Пришлось лениво приоткрыть один глаз и услышать победное:

— Наконец-то! Ну ты и дрыхнуть! Уже полдень, блин! Вставай давай! Шнелле!

— Как полдень? — спросонья вяло пробурчала я.

— Как-как⁈ Так! Вставай, скоро семь, а ты не готова!

— А что у нас в семь?

— В семь мы выдвигаемся, забыла⁈

— Ккуда выдвигаемся?

— Как куда? В клуб! Вставай, говорю!

— Почему так рано? Разве в клуб не по вечерам ходят?

— Так в семь вечера же идем — не утра! Уже полдень, алё, как слышно? Утро ты продрыхла! Давай шевелись!

— Да встаю я, встаю, — проворчала я и села на постели, свесив ноги. Марья тут же услужливо надела на них тапки.

— Спасибо, — поблагодарила я ее.

— Не за что. Иди в душ, потом поедим и будем наряжаться. Твое платье уже подкатило.

— Какое платье?

— Кать, ну не тупи так, а! Костюм твой клубный уже подогнали.

— Какой?

— Какой-какой! Свадебный!

— Свадебный?

— Божжее! Вчера же все обговорили! Ты ж у нас сегодня вживаешься в роль невесты.

— Роль невесты? Ааа… Вспомнила!

— Хвала богам! Потом расскажешь, как там, — усмехнулась она, лукаво мне подмигнув.

— Где?

— Как где? В этой роли! Да ладно, не тупи! — велела она, видимо, заметив печать этой самой тупизны на моем заспанном лице.

— А кто прислал? — спросила я.





— Реквизит?

— Угу…

— Так Вика же! Так расстаралась, что раньше времени пригнала! А ну-ка марш в душ!

— Где?

— Что «где»? Забыла, где у нас душевая? — усмехнулась подруга.

— Реквизит мой где, Маш? Взглянуть хочу.

— В шкафу зависает. Прям, как ты сейчас, — прыснула она. — Потом посмотришь, — заявила, отсмеявшись. И велела: — Марш в ванную, говорю!

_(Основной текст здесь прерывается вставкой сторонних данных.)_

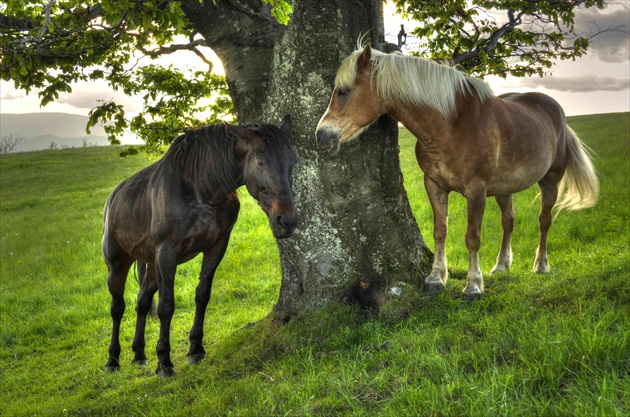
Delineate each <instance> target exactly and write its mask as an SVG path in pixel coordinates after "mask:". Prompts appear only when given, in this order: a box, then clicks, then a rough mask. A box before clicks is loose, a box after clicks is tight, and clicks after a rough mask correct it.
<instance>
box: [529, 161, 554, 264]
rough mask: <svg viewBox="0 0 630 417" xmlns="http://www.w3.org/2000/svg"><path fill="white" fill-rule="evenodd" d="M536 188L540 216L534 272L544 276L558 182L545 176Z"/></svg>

— Почему ты раньше меня не разбудила?

— Потому что тебя хрен добудишься! Дрыхла, как убитая! Даже дышала через раз!

— А что у нас на обед? Я б слона съела.

— После душа мидий пожуешь! Я целую кастрюлю наварила.

— А почему мидий?

— Дедуля мой обожает устрицы и мидии. Говорит, они сил придают. И мозг прочитают. Типа активизируют, сечёшь теперь?

— Угу…

— В общем, тебе они сейчас в масть пойдут.

— Как это — в масть?

— Да что ж ты никак не научишься-то!

— Чему?

— Чему—чему! Лексикон же свой надо развивать! А ты!

— А что я?

— Запущенный ты случай. Запущенный, но не безнадежный, просекла?

— Угу. Про масть там что?

— Вооот! Говорю же — не безнадежный! В масть — значит, всё будет гут. То есть мидии соображалку тебе поправят. Иди уже в душ, а, — Дернув за руку, Марья заставила меня подняться с постели и несильно, но решительно подтолкнула к двери.

— И тормознутость уберут. Надеюсь… — услышала я, скрываясь за дверью, но уточнила, снова заглянув в комнату:

— А почему не устрицы, Маш?

— Губа — не дура! Я б тоже не отказалась. И даже в ресторан позвонила, но по цене не потянула. Бюджет трещит по швам.

— Почему?

— Потому что на реквизит пришлось раскошелиться.

— На какой еще реквизит?

— Для клуба и для Аньки. К семи подкатить должна.

— Аня? Из двадцатой?

— Да. Малышева.

— Зачем она нам?

— Мы ей Цербера твоего на хранение сдадим. Пусть на сегодняшний вечер с ним сроднится. Ну что ты смотришь на меня? Ты ж не пойдешь с ним в клуб, правда! Громов же вмиг нас просечет! Ну, чего зависла? Иди уже под душ! Контрастный прими, слышишь⁈

— Слышу-слышу, — негромко пробурчала я, скрываясь в ванной.

Контрастный душ сделал свое дело. Я вышла из ванной посвежевшей и наполненной энергией. На столе меня уже ждала тарелка с весомой порцией мидий. Аппетитный вид блюда и восхитительный аромат манили меня словно магнитом. Недолго думая, я уселась на свой стул за столом и принялась поглощать произведение Машкиного кулинарного искусства. Съела примерно полпорции и отвлеклась на жужжание своего смарта. Звонил Николай Николаевич — глава нашей службы безопасности.